In no case though does the looped over value persist in the loop variable after the loop ends. For a loop scoped variable, this is fairly intuitive, but for variables with scope beyond the loop, the behavior is analogous to a value localized (with local) inside of a block scope created by the loop.
for our $val (1 .. 10) {...}
is equivalent to:
our $val;
my #list = 1 .. 10;
my $i = 0;
while ($i < #list) {
local *val = \$list[$i++];
# loop body
}
In pure perl it is not possible to write the expanded lexical version, but if a module like Data::Alias is used:
my $val;
my #list = 1 .. 10;
my $i = 0;
while ($i < #list) {
alias $val = $list[$i++];
# loop body
}
Actually, in version #3 the variable is "localized" as opposed to lexically scoped.
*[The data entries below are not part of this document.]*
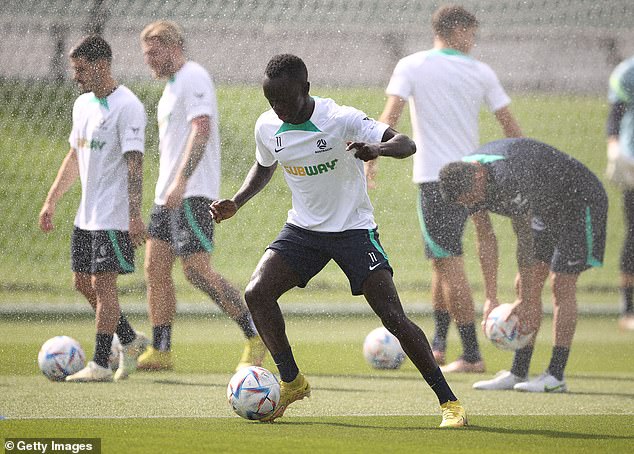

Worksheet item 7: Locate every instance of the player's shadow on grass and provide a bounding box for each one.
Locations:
[460,425,634,440]
[152,378,227,388]
[290,420,634,440]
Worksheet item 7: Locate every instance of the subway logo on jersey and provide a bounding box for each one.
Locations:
[77,137,106,151]
[284,159,338,177]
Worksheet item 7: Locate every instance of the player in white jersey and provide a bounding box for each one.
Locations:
[211,54,467,427]
[139,20,266,370]
[366,6,521,372]
[39,36,147,382]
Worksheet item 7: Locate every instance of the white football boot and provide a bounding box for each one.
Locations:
[66,361,112,383]
[513,372,568,393]
[473,370,527,391]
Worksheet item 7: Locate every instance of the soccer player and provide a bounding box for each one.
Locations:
[39,36,147,382]
[211,54,467,427]
[607,57,634,331]
[440,139,608,392]
[139,20,266,370]
[366,5,521,372]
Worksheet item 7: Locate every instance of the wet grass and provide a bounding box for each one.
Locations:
[0,317,634,453]
[0,82,623,309]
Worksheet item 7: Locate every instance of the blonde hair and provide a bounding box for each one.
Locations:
[141,20,185,49]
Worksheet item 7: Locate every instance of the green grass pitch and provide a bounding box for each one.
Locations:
[0,317,634,453]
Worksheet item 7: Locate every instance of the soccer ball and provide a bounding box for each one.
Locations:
[363,326,406,369]
[484,304,535,351]
[37,336,86,381]
[227,366,280,420]
[108,334,121,372]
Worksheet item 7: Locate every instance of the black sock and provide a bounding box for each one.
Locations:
[272,347,299,383]
[92,333,114,367]
[548,345,570,380]
[511,345,533,378]
[621,287,634,315]
[152,325,172,352]
[423,367,458,405]
[115,314,136,345]
[458,323,482,363]
[431,310,451,352]
[236,311,258,339]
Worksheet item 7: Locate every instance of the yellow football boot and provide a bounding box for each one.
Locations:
[260,372,310,422]
[440,400,467,427]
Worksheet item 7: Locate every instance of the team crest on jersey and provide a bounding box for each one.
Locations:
[77,137,106,151]
[315,139,332,153]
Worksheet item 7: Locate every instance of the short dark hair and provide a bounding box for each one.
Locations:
[440,161,476,203]
[264,54,308,82]
[431,5,478,39]
[69,35,112,62]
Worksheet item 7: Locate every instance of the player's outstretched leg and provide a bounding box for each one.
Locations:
[244,249,311,422]
[363,269,467,427]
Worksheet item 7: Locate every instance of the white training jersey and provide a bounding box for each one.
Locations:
[255,97,388,232]
[385,49,511,183]
[68,85,147,231]
[154,61,220,205]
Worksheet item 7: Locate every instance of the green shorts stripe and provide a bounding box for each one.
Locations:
[368,229,389,260]
[586,207,603,267]
[183,199,214,252]
[108,230,134,273]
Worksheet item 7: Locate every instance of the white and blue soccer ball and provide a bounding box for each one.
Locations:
[37,336,86,381]
[484,304,535,351]
[227,366,280,420]
[363,326,406,369]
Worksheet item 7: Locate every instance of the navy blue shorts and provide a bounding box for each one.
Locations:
[70,227,134,274]
[531,198,608,274]
[148,197,214,257]
[418,181,469,259]
[268,224,394,295]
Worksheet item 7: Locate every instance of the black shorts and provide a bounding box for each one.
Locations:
[418,181,469,259]
[148,197,214,257]
[70,227,134,274]
[531,198,608,274]
[268,224,394,295]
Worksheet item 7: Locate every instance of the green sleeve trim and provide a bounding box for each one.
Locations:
[107,230,134,273]
[275,120,321,136]
[610,72,630,103]
[183,199,214,252]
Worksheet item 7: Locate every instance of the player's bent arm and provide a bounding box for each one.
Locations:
[124,151,145,246]
[471,210,499,320]
[209,162,277,223]
[495,107,523,137]
[363,95,407,189]
[39,148,79,232]
[379,127,416,159]
[346,128,416,161]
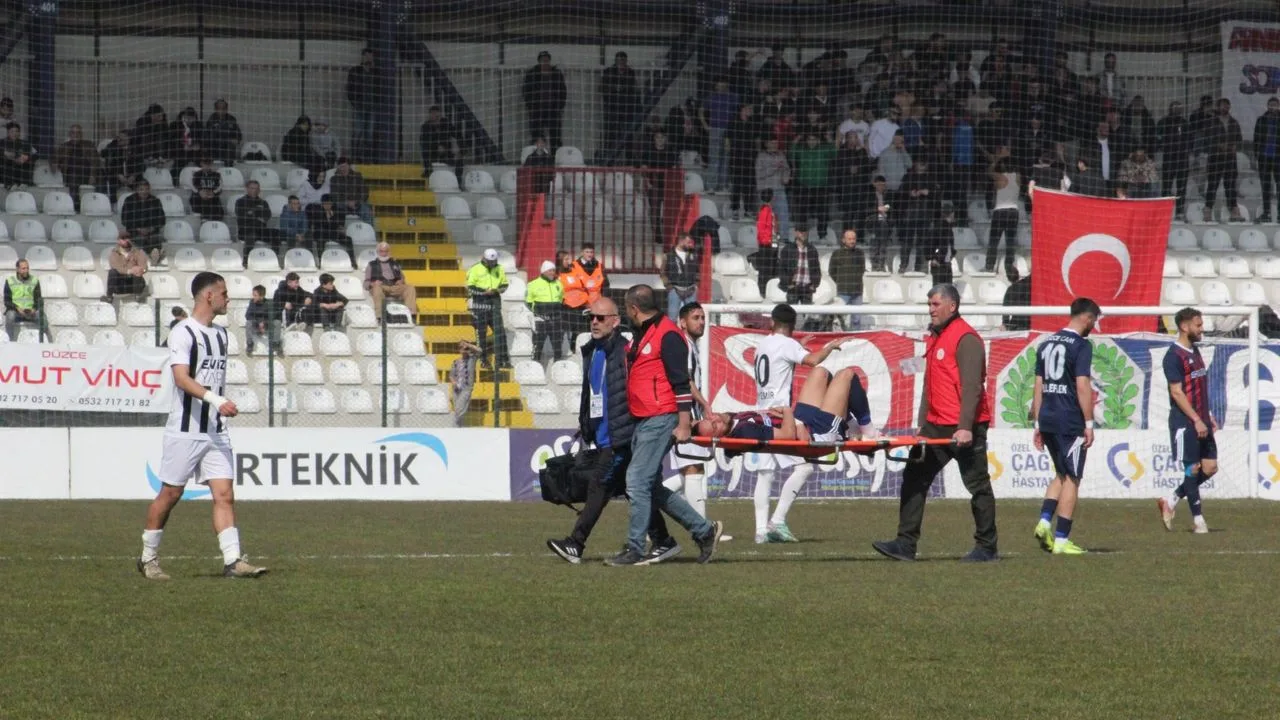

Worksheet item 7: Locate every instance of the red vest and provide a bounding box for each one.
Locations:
[627,315,684,418]
[924,316,991,425]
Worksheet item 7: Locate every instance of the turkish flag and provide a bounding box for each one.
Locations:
[1032,188,1174,333]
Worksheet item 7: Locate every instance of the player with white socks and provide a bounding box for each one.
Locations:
[663,301,733,542]
[751,302,845,543]
[137,273,266,580]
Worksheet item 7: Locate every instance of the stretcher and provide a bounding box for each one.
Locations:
[676,436,955,465]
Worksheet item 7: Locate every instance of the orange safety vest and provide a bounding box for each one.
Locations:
[559,260,604,307]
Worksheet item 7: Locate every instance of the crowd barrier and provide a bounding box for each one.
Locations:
[0,428,1280,501]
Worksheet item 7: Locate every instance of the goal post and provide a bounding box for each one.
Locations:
[699,304,1280,500]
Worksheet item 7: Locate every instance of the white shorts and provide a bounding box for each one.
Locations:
[160,433,236,487]
[671,442,716,470]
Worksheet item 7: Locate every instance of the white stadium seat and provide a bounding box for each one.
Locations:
[426,170,458,192]
[227,387,262,415]
[200,220,232,245]
[1239,228,1271,252]
[164,219,196,245]
[142,168,173,191]
[339,387,374,415]
[52,218,84,242]
[81,192,115,217]
[81,299,115,328]
[248,247,280,269]
[227,357,248,386]
[61,245,97,270]
[45,300,79,327]
[319,331,351,357]
[1169,229,1199,252]
[416,387,452,415]
[25,244,58,273]
[72,274,104,298]
[285,247,316,272]
[13,218,49,242]
[44,190,76,215]
[4,190,40,215]
[465,170,494,192]
[440,195,471,220]
[302,387,338,415]
[172,247,207,273]
[93,329,125,347]
[404,357,440,386]
[476,197,507,220]
[347,220,373,246]
[89,217,120,245]
[365,357,399,387]
[1217,255,1253,279]
[1184,255,1217,278]
[156,192,187,218]
[289,357,324,386]
[40,272,70,297]
[329,357,365,386]
[147,273,182,300]
[253,357,289,386]
[211,244,244,273]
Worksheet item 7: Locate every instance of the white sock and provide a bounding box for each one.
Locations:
[218,528,241,565]
[773,462,813,525]
[751,470,773,533]
[142,530,164,562]
[684,473,707,518]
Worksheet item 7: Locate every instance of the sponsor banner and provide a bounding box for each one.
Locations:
[70,428,511,500]
[987,429,1249,500]
[0,428,70,500]
[1030,190,1174,333]
[1218,20,1280,142]
[0,342,173,413]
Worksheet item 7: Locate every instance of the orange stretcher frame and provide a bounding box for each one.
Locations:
[676,436,955,461]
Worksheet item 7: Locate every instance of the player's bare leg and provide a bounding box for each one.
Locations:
[138,486,183,580]
[209,479,266,578]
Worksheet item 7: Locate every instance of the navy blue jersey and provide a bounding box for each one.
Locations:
[1036,329,1093,436]
[1165,342,1212,428]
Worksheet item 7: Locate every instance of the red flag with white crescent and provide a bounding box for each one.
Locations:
[1032,190,1174,333]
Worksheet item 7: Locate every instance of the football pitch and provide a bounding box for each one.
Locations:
[0,500,1280,720]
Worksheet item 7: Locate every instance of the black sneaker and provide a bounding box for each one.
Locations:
[547,538,582,565]
[641,538,681,565]
[872,541,915,562]
[604,547,644,568]
[960,547,1000,562]
[695,520,724,565]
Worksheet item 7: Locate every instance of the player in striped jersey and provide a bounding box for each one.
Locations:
[138,273,266,580]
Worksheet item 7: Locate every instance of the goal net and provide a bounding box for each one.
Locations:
[704,305,1280,498]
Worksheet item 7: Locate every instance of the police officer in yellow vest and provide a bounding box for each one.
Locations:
[525,260,564,363]
[4,260,49,342]
[467,247,511,368]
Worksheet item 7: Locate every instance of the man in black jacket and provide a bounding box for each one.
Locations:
[778,227,822,305]
[547,297,675,565]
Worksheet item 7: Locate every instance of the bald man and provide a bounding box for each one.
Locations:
[547,297,680,565]
[365,242,417,323]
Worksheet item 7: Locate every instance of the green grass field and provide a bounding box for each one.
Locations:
[0,501,1280,720]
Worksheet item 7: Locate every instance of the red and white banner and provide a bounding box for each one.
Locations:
[1032,190,1174,334]
[1218,20,1280,142]
[0,342,173,413]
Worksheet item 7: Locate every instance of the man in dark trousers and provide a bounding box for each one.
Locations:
[872,284,1000,562]
[605,284,724,566]
[547,297,680,565]
[520,50,568,150]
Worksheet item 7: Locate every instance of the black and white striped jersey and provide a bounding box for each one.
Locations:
[165,318,228,434]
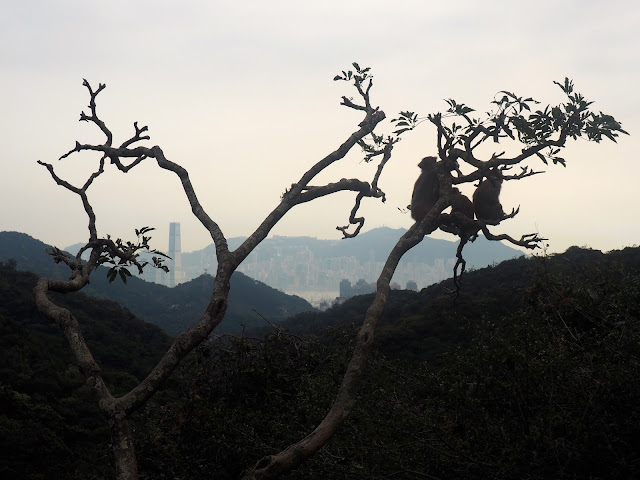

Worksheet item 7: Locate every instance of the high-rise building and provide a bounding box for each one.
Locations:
[168,222,182,287]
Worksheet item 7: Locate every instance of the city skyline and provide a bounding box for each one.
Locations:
[0,0,640,252]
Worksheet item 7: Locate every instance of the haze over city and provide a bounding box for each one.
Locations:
[0,0,640,252]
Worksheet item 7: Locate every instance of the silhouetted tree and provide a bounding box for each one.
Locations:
[35,63,626,480]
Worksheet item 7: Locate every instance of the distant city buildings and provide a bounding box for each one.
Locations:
[340,278,376,299]
[140,222,184,287]
[167,222,182,287]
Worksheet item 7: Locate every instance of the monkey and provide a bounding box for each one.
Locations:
[451,187,474,220]
[440,187,478,239]
[473,168,505,222]
[411,157,440,221]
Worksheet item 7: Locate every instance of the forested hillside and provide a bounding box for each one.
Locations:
[0,232,313,335]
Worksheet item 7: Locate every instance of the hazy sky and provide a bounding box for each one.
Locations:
[0,0,640,252]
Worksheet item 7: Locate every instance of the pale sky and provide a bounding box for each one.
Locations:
[0,0,640,252]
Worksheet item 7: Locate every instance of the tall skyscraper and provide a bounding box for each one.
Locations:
[168,222,182,287]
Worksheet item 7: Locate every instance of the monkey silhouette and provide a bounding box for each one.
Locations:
[473,168,505,222]
[411,157,440,221]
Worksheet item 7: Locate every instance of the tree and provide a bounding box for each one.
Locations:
[35,63,626,480]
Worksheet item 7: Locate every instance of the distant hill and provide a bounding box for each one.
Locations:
[268,247,640,360]
[0,232,313,335]
[175,227,524,294]
[0,260,171,479]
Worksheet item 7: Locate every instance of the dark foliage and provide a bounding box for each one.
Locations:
[0,232,313,335]
[0,262,169,479]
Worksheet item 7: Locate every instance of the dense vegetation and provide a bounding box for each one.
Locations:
[0,248,640,479]
[0,232,313,335]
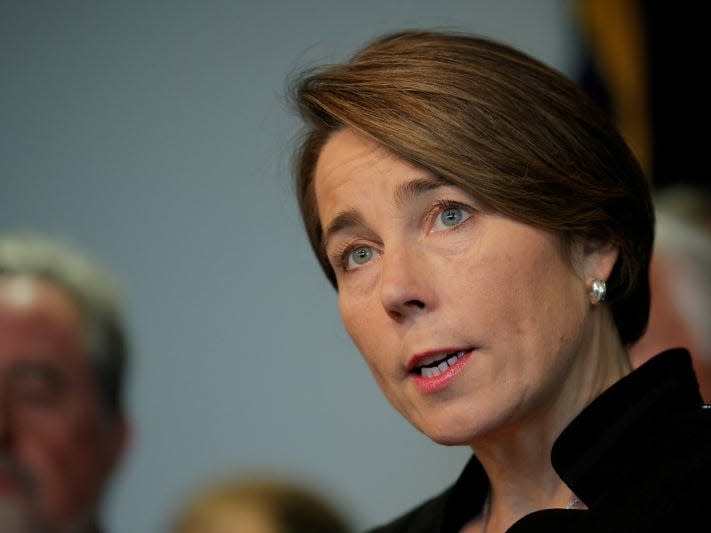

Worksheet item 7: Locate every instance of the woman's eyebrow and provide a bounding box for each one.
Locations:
[394,176,449,207]
[321,209,365,249]
[321,176,449,249]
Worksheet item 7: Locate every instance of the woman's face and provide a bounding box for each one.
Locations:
[315,129,590,444]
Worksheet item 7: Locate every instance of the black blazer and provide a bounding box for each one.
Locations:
[370,349,711,533]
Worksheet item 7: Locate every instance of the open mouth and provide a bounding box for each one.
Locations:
[410,350,470,378]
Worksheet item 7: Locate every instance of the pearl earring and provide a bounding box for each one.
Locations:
[590,279,607,305]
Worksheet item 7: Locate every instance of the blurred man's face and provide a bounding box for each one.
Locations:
[0,276,124,531]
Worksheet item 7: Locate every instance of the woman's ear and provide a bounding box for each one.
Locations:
[581,241,620,284]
The "foreach" loop iterates over a normal list value and sets the
variable VAR to be each element of the list in turn. If the variable
is preceded with the keyword "my", then it is lexically scoped, and is
therefore visible only within the loop. Otherwise, the variable is
implicitly local to the loop and regains its former value upon exiting
the loop. If the variable was previously declared with "my", it uses
that variable instead of the global one, but it's still localized to
the loop. This implicit localisation occurs only in a "foreach" loop.
In any case, you will not be able to access the loop variable from that stlye of for-loop outside the loop. But you could use the other style (C-style) for-loop:
my $count;
for ($count=1; $count <= 8; $count++) {
last if $count == 6;
}
... # $count is now 6.
Why? Because the for loop creates its own lexically scoped version of $count inside its block.
This is wrong. If you had written for my $count (...) { ... } it would be true, but you didn't. Instead, if $count is already a global, it's localized -- the global that already exists is set to new values during the execution of the loop, and set back when it's done. The difference should be clear from this:
our $x = "orig";
sub foo {
print $x, "\n";
}
foo();
for $x (1 .. 3) {
foo();
}
for my $x (1 .. 3) {
foo();
}
The output is
orig
1
2
3
orig
orig
orig
The first for loop, without my, is changing the value of the global $x that already exists. The second for loop, with my, is creating a new lexical $x that isn't visible outside the loop. They're not the same.
This is also why example #3 fails -- since there isn't a lexical $count in scope and you haven't declared that you intend to touch the package global $count, strict 'vars' stops you in your tracks. It's not really behaving any differently for a for loop than anything else.